Reputation: 2528
I am trying to convert quarterly data which is stored in a data.table
into a panel data.frame to prepare it for further analysis. But apparently there's an issue when using quarterly dates as time dimension.
I can convert them to date, numeric or character, but it is not recognised as quarterly time series by is.pconsecutive()

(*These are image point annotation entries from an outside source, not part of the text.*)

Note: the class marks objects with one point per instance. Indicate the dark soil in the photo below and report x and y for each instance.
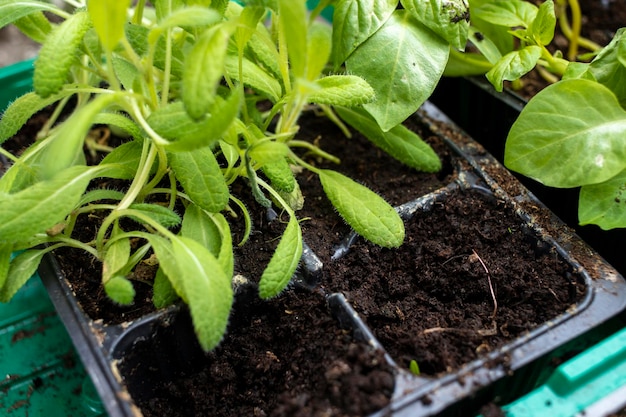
(286, 357)
(431, 300)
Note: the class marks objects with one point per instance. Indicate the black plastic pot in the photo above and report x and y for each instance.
(484, 113)
(503, 374)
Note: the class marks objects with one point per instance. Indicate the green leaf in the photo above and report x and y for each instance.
(447, 18)
(126, 159)
(120, 290)
(162, 215)
(22, 109)
(292, 17)
(36, 26)
(208, 290)
(38, 208)
(22, 267)
(604, 204)
(255, 77)
(109, 18)
(284, 261)
(401, 143)
(513, 65)
(403, 62)
(570, 134)
(203, 71)
(201, 177)
(342, 90)
(163, 294)
(59, 53)
(364, 210)
(542, 27)
(356, 21)
(12, 10)
(509, 13)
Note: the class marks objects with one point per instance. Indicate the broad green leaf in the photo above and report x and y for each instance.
(356, 21)
(199, 226)
(201, 177)
(159, 214)
(513, 65)
(59, 53)
(36, 26)
(399, 142)
(342, 90)
(22, 109)
(126, 159)
(509, 13)
(173, 123)
(364, 210)
(22, 267)
(542, 27)
(163, 294)
(447, 18)
(284, 261)
(38, 208)
(208, 290)
(12, 10)
(109, 18)
(570, 134)
(292, 17)
(280, 174)
(255, 77)
(203, 71)
(120, 290)
(318, 50)
(403, 62)
(604, 204)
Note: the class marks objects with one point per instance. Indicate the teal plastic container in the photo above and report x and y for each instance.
(591, 384)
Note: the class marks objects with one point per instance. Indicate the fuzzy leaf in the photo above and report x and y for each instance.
(570, 134)
(447, 18)
(203, 71)
(356, 21)
(22, 267)
(284, 261)
(401, 143)
(513, 65)
(364, 210)
(59, 53)
(201, 177)
(38, 208)
(342, 90)
(403, 62)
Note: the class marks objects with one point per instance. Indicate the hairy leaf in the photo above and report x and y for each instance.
(364, 210)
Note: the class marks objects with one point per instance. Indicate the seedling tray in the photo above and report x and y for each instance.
(505, 373)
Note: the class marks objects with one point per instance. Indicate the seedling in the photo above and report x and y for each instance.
(208, 93)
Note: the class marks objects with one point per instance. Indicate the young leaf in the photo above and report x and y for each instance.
(109, 18)
(570, 134)
(201, 177)
(364, 210)
(284, 261)
(342, 90)
(38, 208)
(203, 71)
(22, 267)
(208, 290)
(120, 290)
(603, 204)
(383, 60)
(448, 19)
(401, 143)
(57, 55)
(356, 21)
(513, 65)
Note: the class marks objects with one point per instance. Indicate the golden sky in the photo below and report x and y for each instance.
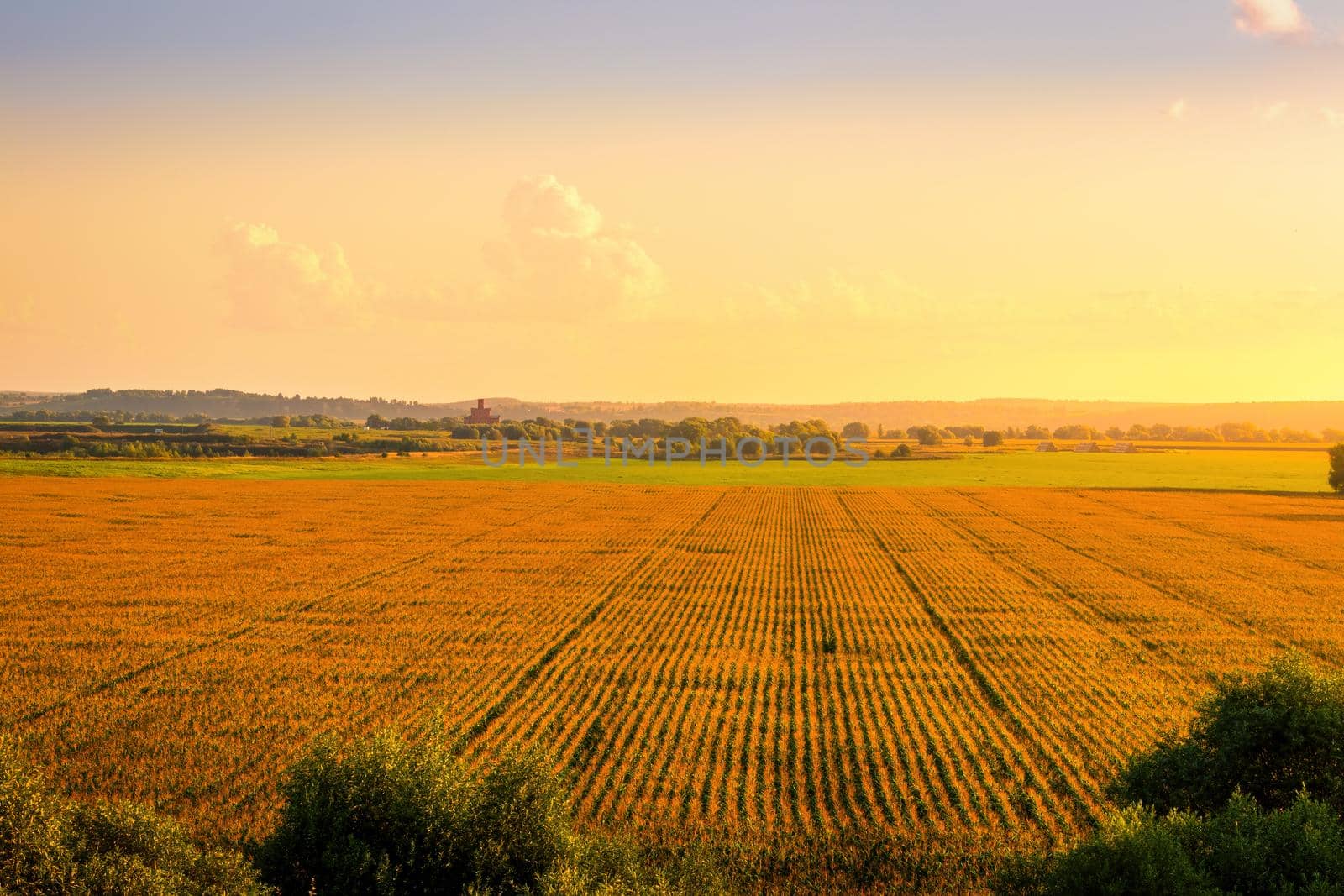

, which then prevents me from using certain functions.
library(zoo)
library(data.table)
dt <- structure(list(Global.Company.Key = c(1380L, 1380L, 1380L, 1380L,
1380L, 1380L, 1380L, 1380L), Calendar.Data.Year.and.Quarter = structure(c(2000,
2000.25, 2000.5, 2000.75, 2001, 2001.25, 2001.5, 2001.75), class = "yearqtr"),
Calendar.Year.Quarter.Integer = c(10957L, 11048L, 11139L,
11231L, 11323L, 11413L, 11504L, 11596L), Year.Date = structure(c(10957,
11048, 11139, 11231, 11323, 11413, 11504, 11596), class = "Date")), .Names = c("Global.Company.Key",
"Calendar.Data.Year.and.Quarter", "Calendar.Year.Quarter.Integer",
"Year.Date"), row.names = c(NA, -8L), class = c("data.table",
"data.frame"))
# defined the date index as integer
pdt <- pdata.frame(dt, index = c("Global.Company.Key", "Calendar.Year.Quarter.Integer"))
is.pconsecutive(pdt)
1380
FALSE
Apparently the time dimension is analysed by checking if the distance between the data points is regularly spaced and one. From the manual: "For evaluation of consecutiveness, the time dimension is interpreted to be numeric, and the data are tested for being a regularly spaced sequence with distance 1 between the time periods for each individual (for each individual the time dimension can be interpreted as sequence t, t+1, t+2, ... where t is an integer)." So what is the best and most robust way to convert the year quarter time series?
Upvotes: 0
Views: 664
Reputation: 3687
pdata.frame
is not aware of quarterly data and not aware of the facilities packages like zoo
provide. The variables serving as the index are coerced to a factor variable.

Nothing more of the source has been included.